Мами не знала, что я приду. Хотел удивить ее, хотел, чтобы она подумала, будто я пришел по доброй воле. Она была прихожанкой этой церкви уже несколько лет, походив по разным и наконец остепенившись. Найти хорошую церковь все равно что найти спортивную команду, за которую будешь болеть: надо верить, что игрокам все это нравится не меньше, чем тебе.

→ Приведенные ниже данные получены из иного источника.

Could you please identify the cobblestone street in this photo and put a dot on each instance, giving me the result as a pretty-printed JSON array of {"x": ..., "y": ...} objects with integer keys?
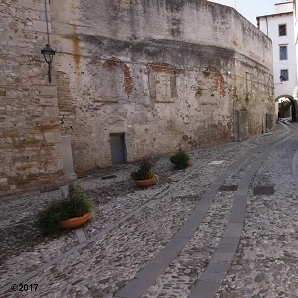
[{"x": 224, "y": 227}]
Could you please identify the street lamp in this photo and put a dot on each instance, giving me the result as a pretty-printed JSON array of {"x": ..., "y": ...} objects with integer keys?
[
  {"x": 282, "y": 78},
  {"x": 48, "y": 54}
]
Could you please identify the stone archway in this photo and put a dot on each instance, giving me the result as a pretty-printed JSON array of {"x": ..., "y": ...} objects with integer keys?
[{"x": 294, "y": 106}]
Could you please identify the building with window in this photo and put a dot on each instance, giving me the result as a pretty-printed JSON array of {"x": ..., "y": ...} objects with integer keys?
[{"x": 280, "y": 28}]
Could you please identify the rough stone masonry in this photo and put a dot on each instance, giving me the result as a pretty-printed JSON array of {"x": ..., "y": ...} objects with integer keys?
[{"x": 139, "y": 77}]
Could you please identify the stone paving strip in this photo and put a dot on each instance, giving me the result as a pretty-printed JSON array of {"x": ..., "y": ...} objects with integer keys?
[
  {"x": 151, "y": 272},
  {"x": 266, "y": 264},
  {"x": 27, "y": 261},
  {"x": 111, "y": 256}
]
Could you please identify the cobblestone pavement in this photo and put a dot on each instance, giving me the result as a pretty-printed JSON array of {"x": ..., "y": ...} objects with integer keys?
[{"x": 130, "y": 226}]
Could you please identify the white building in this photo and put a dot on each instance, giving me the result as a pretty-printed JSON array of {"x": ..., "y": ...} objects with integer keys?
[{"x": 280, "y": 28}]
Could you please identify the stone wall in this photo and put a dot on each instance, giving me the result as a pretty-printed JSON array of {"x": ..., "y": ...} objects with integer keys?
[
  {"x": 157, "y": 72},
  {"x": 30, "y": 138},
  {"x": 163, "y": 73}
]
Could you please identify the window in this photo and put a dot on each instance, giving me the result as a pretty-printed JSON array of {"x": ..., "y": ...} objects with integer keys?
[
  {"x": 283, "y": 52},
  {"x": 285, "y": 74},
  {"x": 282, "y": 29}
]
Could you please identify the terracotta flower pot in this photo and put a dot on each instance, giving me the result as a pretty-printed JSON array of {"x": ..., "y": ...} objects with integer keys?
[
  {"x": 75, "y": 222},
  {"x": 143, "y": 183}
]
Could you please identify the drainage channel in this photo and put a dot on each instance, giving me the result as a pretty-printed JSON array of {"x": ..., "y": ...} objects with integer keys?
[
  {"x": 146, "y": 277},
  {"x": 84, "y": 241}
]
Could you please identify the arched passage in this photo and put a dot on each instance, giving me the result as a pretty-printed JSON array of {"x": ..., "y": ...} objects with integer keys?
[{"x": 294, "y": 106}]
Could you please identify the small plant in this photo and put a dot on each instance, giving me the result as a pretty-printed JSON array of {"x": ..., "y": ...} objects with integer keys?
[
  {"x": 76, "y": 204},
  {"x": 145, "y": 171},
  {"x": 180, "y": 159}
]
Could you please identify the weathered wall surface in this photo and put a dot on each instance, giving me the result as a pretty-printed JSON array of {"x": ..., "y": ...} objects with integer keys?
[
  {"x": 163, "y": 73},
  {"x": 157, "y": 71},
  {"x": 30, "y": 138}
]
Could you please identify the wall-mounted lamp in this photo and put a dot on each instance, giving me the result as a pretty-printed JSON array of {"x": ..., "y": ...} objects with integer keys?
[
  {"x": 281, "y": 78},
  {"x": 48, "y": 54}
]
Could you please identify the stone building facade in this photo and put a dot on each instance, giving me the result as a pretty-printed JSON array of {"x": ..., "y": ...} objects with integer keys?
[{"x": 130, "y": 78}]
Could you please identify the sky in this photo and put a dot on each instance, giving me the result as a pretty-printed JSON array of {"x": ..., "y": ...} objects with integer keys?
[{"x": 250, "y": 9}]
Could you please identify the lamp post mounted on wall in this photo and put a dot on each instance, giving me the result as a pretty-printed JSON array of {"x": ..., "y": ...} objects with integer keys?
[
  {"x": 48, "y": 54},
  {"x": 47, "y": 51}
]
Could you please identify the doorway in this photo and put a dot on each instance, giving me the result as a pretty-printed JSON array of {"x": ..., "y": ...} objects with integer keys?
[{"x": 118, "y": 148}]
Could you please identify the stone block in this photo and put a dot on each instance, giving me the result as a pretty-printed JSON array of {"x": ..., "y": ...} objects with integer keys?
[
  {"x": 48, "y": 91},
  {"x": 26, "y": 3},
  {"x": 52, "y": 137},
  {"x": 51, "y": 112},
  {"x": 41, "y": 26}
]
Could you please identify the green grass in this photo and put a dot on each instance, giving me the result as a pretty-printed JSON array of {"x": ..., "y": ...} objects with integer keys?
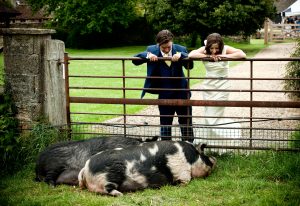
[
  {"x": 265, "y": 178},
  {"x": 114, "y": 68}
]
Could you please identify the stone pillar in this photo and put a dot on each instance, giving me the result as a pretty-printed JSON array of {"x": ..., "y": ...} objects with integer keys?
[{"x": 27, "y": 62}]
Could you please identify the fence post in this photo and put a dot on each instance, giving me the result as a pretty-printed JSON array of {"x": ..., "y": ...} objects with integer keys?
[
  {"x": 266, "y": 30},
  {"x": 32, "y": 73}
]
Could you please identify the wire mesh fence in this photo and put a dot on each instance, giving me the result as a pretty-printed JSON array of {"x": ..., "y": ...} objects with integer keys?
[{"x": 233, "y": 139}]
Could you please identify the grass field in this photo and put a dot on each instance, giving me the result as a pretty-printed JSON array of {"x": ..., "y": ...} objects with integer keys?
[
  {"x": 114, "y": 68},
  {"x": 266, "y": 178},
  {"x": 263, "y": 178}
]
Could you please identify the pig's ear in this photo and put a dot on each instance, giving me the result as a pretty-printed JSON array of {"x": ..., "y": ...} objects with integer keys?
[{"x": 200, "y": 147}]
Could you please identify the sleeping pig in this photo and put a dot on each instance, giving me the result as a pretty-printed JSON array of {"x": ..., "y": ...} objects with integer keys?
[
  {"x": 62, "y": 162},
  {"x": 151, "y": 164}
]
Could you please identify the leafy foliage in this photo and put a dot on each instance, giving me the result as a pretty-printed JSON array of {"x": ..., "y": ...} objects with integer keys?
[
  {"x": 229, "y": 17},
  {"x": 293, "y": 71},
  {"x": 17, "y": 150},
  {"x": 89, "y": 15},
  {"x": 8, "y": 131}
]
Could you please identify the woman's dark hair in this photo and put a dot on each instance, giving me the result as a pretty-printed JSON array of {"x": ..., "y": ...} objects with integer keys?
[
  {"x": 164, "y": 36},
  {"x": 214, "y": 38}
]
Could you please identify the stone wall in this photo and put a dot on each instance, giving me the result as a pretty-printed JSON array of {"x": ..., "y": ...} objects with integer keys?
[{"x": 33, "y": 74}]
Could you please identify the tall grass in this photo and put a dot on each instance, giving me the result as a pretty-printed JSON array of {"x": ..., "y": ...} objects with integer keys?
[{"x": 265, "y": 178}]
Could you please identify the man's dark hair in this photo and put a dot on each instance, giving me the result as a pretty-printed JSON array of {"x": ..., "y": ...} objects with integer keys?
[{"x": 164, "y": 36}]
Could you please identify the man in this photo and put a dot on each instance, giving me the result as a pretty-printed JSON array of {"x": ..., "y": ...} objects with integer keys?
[{"x": 166, "y": 87}]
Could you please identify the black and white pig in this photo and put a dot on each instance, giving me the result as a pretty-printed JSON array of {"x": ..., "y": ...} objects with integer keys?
[
  {"x": 62, "y": 162},
  {"x": 150, "y": 164}
]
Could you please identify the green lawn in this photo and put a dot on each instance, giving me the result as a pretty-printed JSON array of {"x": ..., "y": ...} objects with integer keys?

Мами этого не говорила, но мне казалось, что эта причина весит ничуть не меньше, чем все, что она назвала – хор, музыка, проповедь, – и те, что назвал бы я, – еда. Я был рад тому, что она нашла в конце концов место, где вполне неплохо устроилась неофициальным приходским советником. Она готова была помочь любому: по телефону и лично. Поэтому люди тянулись к ней.

Мами стояла у входа с группой, которая уже собралась расходиться. Я подошел к ней посреди разговора и похлопал по плечу. Она повернулась и ахнула. Я удивился: неужели так давно не был в церкви? Интересно. Даже забыл, сколько раз она спрашивала, приду ли я на службу. Я всегда ухитрялся отказаться, не отказывая напрямую. А она потом целую неделю со мной не разговаривала и смотрела так, будто я ей не единственный сын и меня всегда можно заменить тем, кто не будет ее разочаровывать. Может быть, так она показывала, что ей не все равно.

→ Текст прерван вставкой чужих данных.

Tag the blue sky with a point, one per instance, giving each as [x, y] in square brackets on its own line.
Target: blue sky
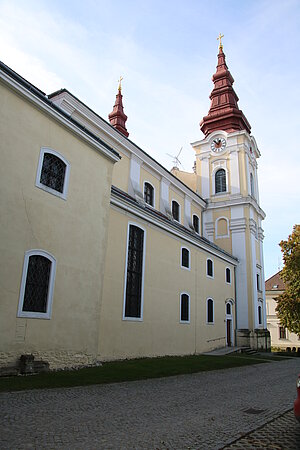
[167, 52]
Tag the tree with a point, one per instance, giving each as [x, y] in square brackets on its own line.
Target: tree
[288, 304]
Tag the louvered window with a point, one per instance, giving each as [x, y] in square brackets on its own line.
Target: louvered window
[53, 172]
[134, 277]
[220, 179]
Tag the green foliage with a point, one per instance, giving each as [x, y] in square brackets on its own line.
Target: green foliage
[288, 304]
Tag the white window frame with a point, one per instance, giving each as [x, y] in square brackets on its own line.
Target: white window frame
[32, 314]
[40, 185]
[213, 268]
[189, 303]
[179, 210]
[226, 275]
[196, 215]
[134, 319]
[189, 252]
[213, 303]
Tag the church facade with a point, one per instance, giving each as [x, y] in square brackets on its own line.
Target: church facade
[108, 255]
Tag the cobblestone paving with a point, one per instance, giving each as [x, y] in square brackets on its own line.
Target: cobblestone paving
[201, 411]
[282, 433]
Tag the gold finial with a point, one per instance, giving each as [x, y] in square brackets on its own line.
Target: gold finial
[220, 39]
[120, 80]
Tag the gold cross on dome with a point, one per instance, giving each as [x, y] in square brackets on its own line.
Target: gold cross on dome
[120, 80]
[220, 39]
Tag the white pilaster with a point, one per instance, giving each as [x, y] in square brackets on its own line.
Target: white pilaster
[234, 173]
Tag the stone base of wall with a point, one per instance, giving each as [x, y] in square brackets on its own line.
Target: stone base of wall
[257, 339]
[56, 359]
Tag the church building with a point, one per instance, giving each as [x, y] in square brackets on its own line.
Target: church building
[105, 254]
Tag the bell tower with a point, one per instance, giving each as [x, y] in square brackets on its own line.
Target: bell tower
[226, 177]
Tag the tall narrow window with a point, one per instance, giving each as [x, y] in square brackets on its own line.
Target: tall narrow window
[251, 185]
[134, 277]
[185, 258]
[209, 268]
[184, 308]
[228, 275]
[259, 315]
[149, 194]
[196, 223]
[37, 285]
[210, 311]
[53, 173]
[176, 210]
[220, 179]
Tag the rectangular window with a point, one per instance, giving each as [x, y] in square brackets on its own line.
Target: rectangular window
[184, 308]
[282, 333]
[134, 277]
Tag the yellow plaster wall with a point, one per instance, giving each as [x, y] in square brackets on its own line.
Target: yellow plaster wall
[70, 230]
[160, 332]
[147, 176]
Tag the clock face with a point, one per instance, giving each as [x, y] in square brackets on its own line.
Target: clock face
[218, 144]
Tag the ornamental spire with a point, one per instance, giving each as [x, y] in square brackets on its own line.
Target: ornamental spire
[117, 117]
[224, 113]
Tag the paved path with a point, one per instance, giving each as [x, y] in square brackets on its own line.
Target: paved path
[202, 411]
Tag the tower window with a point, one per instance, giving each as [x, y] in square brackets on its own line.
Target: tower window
[185, 258]
[184, 308]
[134, 277]
[220, 180]
[149, 194]
[196, 223]
[210, 311]
[176, 210]
[228, 275]
[209, 268]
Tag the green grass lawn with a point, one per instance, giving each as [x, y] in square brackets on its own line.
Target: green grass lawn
[128, 370]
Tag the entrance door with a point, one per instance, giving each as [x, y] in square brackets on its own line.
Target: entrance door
[228, 332]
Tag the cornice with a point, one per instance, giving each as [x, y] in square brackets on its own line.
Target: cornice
[165, 224]
[56, 115]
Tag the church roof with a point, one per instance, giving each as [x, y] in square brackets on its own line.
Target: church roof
[224, 113]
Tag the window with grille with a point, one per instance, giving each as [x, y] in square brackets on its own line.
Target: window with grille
[37, 285]
[228, 275]
[210, 310]
[282, 333]
[196, 223]
[220, 180]
[53, 173]
[149, 194]
[176, 210]
[185, 258]
[209, 268]
[134, 277]
[184, 308]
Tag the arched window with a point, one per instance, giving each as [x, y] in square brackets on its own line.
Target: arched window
[251, 185]
[176, 210]
[53, 173]
[220, 181]
[228, 275]
[228, 309]
[185, 258]
[210, 311]
[209, 268]
[149, 194]
[184, 308]
[196, 223]
[134, 273]
[37, 285]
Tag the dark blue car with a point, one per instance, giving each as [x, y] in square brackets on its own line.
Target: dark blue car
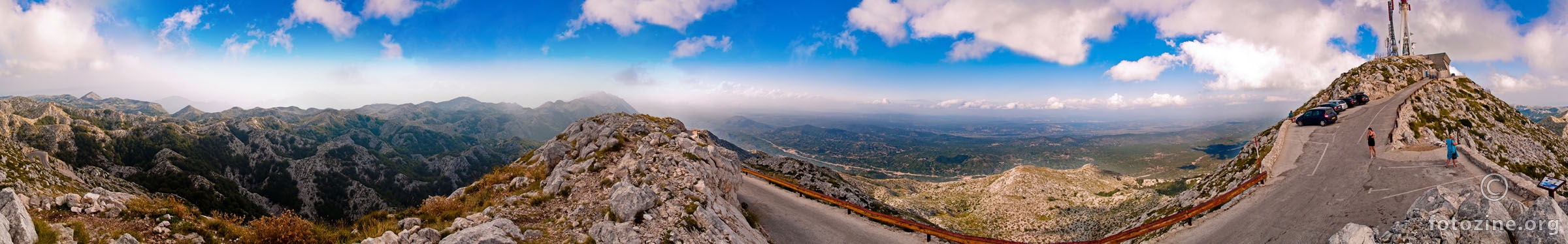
[1318, 116]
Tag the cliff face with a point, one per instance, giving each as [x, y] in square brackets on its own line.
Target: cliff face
[1462, 108]
[621, 179]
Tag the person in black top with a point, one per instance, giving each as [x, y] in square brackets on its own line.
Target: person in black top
[1373, 141]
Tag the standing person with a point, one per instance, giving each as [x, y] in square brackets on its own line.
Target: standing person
[1373, 141]
[1454, 152]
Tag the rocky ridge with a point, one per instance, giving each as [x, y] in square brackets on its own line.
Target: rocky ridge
[1024, 204]
[620, 179]
[1468, 112]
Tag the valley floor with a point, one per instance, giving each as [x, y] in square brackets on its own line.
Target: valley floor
[1327, 179]
[789, 218]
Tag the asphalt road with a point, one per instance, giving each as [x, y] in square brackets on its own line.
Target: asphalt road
[1330, 179]
[792, 219]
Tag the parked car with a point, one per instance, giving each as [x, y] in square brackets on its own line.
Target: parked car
[1318, 116]
[1337, 105]
[1360, 97]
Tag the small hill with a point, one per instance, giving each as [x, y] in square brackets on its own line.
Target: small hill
[1550, 118]
[621, 179]
[1024, 204]
[1462, 108]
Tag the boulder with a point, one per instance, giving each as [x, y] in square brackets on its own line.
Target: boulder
[495, 232]
[1354, 234]
[628, 201]
[613, 234]
[419, 237]
[1541, 224]
[13, 211]
[126, 238]
[408, 222]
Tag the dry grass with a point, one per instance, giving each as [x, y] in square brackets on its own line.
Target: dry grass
[283, 229]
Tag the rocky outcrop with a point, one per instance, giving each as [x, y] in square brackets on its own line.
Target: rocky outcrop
[1460, 108]
[1468, 217]
[16, 224]
[621, 179]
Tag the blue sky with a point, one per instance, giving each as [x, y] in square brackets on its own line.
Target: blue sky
[809, 55]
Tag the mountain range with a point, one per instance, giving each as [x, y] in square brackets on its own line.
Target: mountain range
[322, 163]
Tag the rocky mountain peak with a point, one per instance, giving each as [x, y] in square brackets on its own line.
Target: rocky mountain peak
[626, 179]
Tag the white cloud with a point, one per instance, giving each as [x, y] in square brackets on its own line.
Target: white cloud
[883, 18]
[179, 25]
[1145, 69]
[628, 16]
[328, 13]
[971, 49]
[51, 37]
[1048, 30]
[234, 49]
[698, 44]
[394, 10]
[391, 50]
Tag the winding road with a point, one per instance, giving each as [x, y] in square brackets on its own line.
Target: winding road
[1329, 179]
[792, 219]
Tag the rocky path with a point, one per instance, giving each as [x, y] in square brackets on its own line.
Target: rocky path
[1330, 179]
[792, 219]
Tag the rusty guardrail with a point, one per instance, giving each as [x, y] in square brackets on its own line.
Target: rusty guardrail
[947, 235]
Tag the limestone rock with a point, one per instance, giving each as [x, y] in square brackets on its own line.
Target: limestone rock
[408, 222]
[628, 201]
[613, 234]
[1539, 217]
[1354, 234]
[126, 238]
[495, 232]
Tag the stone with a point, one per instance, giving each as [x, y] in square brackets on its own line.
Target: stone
[613, 234]
[628, 201]
[126, 238]
[495, 232]
[1535, 226]
[1354, 234]
[408, 222]
[13, 211]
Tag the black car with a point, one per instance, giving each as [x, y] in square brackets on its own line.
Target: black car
[1318, 116]
[1360, 97]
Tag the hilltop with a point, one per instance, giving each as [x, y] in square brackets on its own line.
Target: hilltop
[322, 163]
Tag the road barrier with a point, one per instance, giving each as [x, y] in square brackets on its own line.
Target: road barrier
[947, 235]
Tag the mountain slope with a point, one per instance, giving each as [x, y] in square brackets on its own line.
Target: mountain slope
[323, 163]
[621, 179]
[1462, 108]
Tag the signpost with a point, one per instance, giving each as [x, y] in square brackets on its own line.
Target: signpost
[1551, 185]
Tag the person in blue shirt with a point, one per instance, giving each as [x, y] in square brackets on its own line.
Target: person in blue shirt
[1454, 154]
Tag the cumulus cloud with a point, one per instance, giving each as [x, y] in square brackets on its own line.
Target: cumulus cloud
[883, 18]
[628, 16]
[1143, 69]
[328, 13]
[179, 27]
[698, 44]
[56, 35]
[1048, 30]
[234, 49]
[971, 49]
[393, 10]
[391, 50]
[634, 76]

Она радостно вскрикнула, от неожиданности кто-то из прихожан обернулся.

– Это мой сын.

Некоторые женщины посмотрели на меня с любопытством, несколько мужчин одобрительно кивнули. Мами взяла меня за руку и повела через всю залу к пастору Батисту, стоявшему в окружении людей, которые присосались к нему, пили его, словно лошади на водопое.

– Пастор, познакомьтесь с моим сыном.

– Здравствуйте, мы, кажется, виделись, – сказал я, вспомнив, как Мами в прошлый раз точно так же потащила меня с ним знакомиться.

– Да благослови тебя бог, брат мой. Очень рад познакомиться.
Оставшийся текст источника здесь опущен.